Rezension

Wegbereiterin der Short Stories

The Garden Party, and Other Stories - Katherine Mansfield

The Garden Party, and Other Stories
von Katherine Mansfield

Bewertet mit 3 Sternen

Katherine Mansfield (1888 - 1923) gilt als Bahnbrecherin der 'weiblichen Literatur' (was immer das sein soll), die in ihren sensiblen Frauenportäts die sexuellen Ängste der Frauen enthüllt. In ihrer Kurzgeschichtensammlung 'The Garden Party and other Stories' kann ich das so nicht bestätigen.

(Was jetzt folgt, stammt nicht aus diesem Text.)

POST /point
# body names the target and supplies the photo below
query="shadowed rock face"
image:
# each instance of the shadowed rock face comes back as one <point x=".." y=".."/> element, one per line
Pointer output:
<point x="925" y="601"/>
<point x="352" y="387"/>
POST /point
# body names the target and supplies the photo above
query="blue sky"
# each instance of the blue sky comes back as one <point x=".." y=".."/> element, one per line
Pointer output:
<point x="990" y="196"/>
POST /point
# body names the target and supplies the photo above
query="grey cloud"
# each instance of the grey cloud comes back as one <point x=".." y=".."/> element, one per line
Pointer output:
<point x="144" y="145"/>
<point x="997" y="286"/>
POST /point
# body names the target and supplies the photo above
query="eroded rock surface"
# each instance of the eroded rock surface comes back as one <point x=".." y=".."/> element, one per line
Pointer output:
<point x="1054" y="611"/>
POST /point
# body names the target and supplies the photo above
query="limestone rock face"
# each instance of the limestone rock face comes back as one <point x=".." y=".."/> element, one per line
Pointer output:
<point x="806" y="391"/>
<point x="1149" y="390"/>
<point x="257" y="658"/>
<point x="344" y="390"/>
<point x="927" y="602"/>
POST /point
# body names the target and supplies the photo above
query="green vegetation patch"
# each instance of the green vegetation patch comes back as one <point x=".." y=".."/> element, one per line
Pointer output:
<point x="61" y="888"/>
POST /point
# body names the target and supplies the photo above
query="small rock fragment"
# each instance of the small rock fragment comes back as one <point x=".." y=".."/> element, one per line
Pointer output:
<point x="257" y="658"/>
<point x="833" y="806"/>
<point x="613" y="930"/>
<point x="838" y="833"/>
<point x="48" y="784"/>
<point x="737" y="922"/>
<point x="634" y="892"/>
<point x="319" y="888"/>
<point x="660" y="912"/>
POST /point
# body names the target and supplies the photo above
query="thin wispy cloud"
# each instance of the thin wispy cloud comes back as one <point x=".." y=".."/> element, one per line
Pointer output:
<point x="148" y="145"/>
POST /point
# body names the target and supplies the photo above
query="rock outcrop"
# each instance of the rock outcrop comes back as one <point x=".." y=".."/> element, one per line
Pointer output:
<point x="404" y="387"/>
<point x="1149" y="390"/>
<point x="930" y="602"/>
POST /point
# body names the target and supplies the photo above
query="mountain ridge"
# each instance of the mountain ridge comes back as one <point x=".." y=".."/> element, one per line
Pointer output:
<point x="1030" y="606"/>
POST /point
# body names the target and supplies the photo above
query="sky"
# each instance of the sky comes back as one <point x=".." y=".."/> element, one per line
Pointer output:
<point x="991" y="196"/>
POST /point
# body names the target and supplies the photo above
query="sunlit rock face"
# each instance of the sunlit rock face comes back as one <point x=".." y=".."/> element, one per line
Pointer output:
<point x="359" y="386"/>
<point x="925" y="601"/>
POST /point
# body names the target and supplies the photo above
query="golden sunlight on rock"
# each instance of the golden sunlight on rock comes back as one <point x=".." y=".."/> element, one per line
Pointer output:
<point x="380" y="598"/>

Das Buch enthält einige Kurzgeschichten, zwei davon sind in mehrere Kapitel eingeteilt. Die Kurzgeschichten beschreiben unterschiedliche Alltagssituationen von Frauen zu Beginn des 20. Jahrhunderts. Meist handelt es sich dabei um Frauen 'aus gutem Hause', aus der gehobenen Mittel- oder Oberschicht. Die Schilderungen sind impressionistisch - schön, emotional, romantisch, 'fließend'. Je nachdem, welche Situation beschrieben wird, ist das aber sehr langweilig zu lesen. Spannung gibt es in diesem Buch nicht.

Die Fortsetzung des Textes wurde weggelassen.